«In sette anni abbiamo perso il 97 per cento dei giovani ricercatori. Siamo l’unica categoria alla quale è stato prorogato il blocco degli scatti stipendiali. Si riducono risorse e si usa la premialità per costringere a una lotta per la sopravvivenza gli atenei. Così si penalizzano le nuove generazioni». Attilio Scuderi, docente del dipartimento di Scienze umanistiche, parla di un mondo – quello dell’università italiana – «destinato alla morte. Tutti abbiamo capito ormai che stiamo chiudendo», afferma con amarezza. Per cercare di sensibilizzare governo e ministero dell’Istruzione, a livello nazionale è in corso la protesta #StopVqr che mira a bloccare la Valutazione della qualità della ricerca (Vqr) 2011-2014, lo strumento che permette al Miur di distribuire quote sempre più consistenti dei fondi statali secondo un sistema premiale molto contestato.
Catania è uno degli atenei più vivaci sul fronte della protesta. Gli interi dipartimenti di Scienze umanistiche, Scienze della formazione, Scienze del farmaco, Chimica, Scienze politiche, Matematica e Scienze hanno votato delle mozioni per bloccare la Vqr. A queste si aggiungono le singole adesioni, là dove le strutture non hanno aderito, come a Giurisprudenza. «Vogliamo una valutazione vera, che non uccida – dice il docente – Il sistema oggi prevede un controllo fatto in maniera discrezionale, senza tenere conto del quadro completo». Una delle contraddizioni è la mancanza di un capitolo dedicato alla didattica. «Dobbiamo giudicare non solo la ricerca, ma anche l’insegnamento. Dove sono gli studenti in queste valutazioni?», si chiede Scuderi. I dati analizzati dal docente sono sconfortanti: «Il diritto allo studio in Italia costa 600 milioni, in Germania quattro miliardi e in Francia 3,6 miliardi».

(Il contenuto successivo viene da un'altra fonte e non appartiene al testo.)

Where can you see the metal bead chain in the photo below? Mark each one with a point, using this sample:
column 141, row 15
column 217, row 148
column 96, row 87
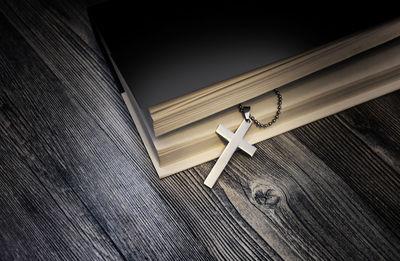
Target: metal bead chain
column 266, row 125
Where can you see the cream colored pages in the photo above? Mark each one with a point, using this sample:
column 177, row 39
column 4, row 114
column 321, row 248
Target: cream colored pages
column 337, row 88
column 207, row 101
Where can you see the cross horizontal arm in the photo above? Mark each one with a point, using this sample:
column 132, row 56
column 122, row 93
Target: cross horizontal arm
column 244, row 145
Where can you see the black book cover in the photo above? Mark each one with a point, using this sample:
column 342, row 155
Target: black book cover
column 165, row 51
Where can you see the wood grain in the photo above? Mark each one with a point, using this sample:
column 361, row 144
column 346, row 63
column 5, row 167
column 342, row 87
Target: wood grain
column 76, row 182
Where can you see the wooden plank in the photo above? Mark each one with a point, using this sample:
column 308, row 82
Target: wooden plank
column 85, row 123
column 303, row 209
column 77, row 161
column 32, row 224
column 361, row 146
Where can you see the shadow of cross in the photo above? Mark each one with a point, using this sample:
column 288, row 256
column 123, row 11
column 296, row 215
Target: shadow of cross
column 235, row 141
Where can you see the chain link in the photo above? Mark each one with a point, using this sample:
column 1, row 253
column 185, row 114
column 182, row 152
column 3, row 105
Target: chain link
column 276, row 117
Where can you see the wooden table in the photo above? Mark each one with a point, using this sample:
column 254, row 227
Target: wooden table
column 76, row 182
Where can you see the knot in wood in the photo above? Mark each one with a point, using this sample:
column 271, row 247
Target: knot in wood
column 265, row 196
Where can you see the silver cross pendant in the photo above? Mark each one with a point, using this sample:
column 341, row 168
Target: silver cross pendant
column 235, row 141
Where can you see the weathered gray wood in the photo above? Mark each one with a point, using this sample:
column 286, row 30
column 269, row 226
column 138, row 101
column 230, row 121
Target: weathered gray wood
column 77, row 182
column 77, row 161
column 362, row 146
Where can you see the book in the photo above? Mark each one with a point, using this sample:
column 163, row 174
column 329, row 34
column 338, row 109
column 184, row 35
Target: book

A vigilare dovrebbe essere l’agenzia nazionale di valutazione della ricerca Anvur, «ma è uno strumento politico», sottolinea il professore. «La riduzione di risorse che non garantisce la sopravvivenza del sistema». Un settore già gravato dal blocco del turno over – che comporterà una riduzione nell’accesso da parte di nuove matricole – e dalla riduzione delle risorse. «I nostri stipendi verranno sbloccati dal 2016, ma non è stato riconosciuto il pregresso ai fini della ricostruzione della carriera. In numeri, sono stati tolti centomila euro a un docente medio. In pratica la sua intera liquidazione». Secondo Scuderi «è semplice tagliare sull’università. Si è fatto risparmio su quello che viene bollato come luogo di baronaggio, di etica discutibile». E prosegue: «Ci sono stati casi di gestione malata, ma l’università è fatta nella stragrande maggioranza da gente che si toglie la vita per questo mestiere, con stipendi più bassi d’Europa».
Al docente del Disum fa eco il rettore di Unict Giacomo Pignataro. «Se vogliamo uscire dalla retorica del sistema che non riesce ad attrarre talenti dall’estero, questo è uno dei nodi – spiega – Abbiamo stipendi che non sono competitivi né a far tornare i nostri studiosi né a farne arrivare di nuovi». Pignataro, eletto da poco meno di un mese nella giunta esecutiva della Conferenza dei rettori delle università italiane, parla di «una questione, quella della valutazione, molto delicata. Come Crui abbiamo chiesto di posticipare la Vqr per avere chiarimenti sulla metodologia e molte delle istanze presentate dai dipartimenti già sono state rappresentate. Ne abbiamo parlato anche nelle scorse riunioni in senato accademico». A livello locale, per supportare gli scatti stipendiali nel 2016, «abbiamo disposto una copertura da due milioni di euro». Ma in ogni caso «si ripartirà da dove siamo rimasti – sottolinea – Quello che è andato perso non potrà essere recuperato».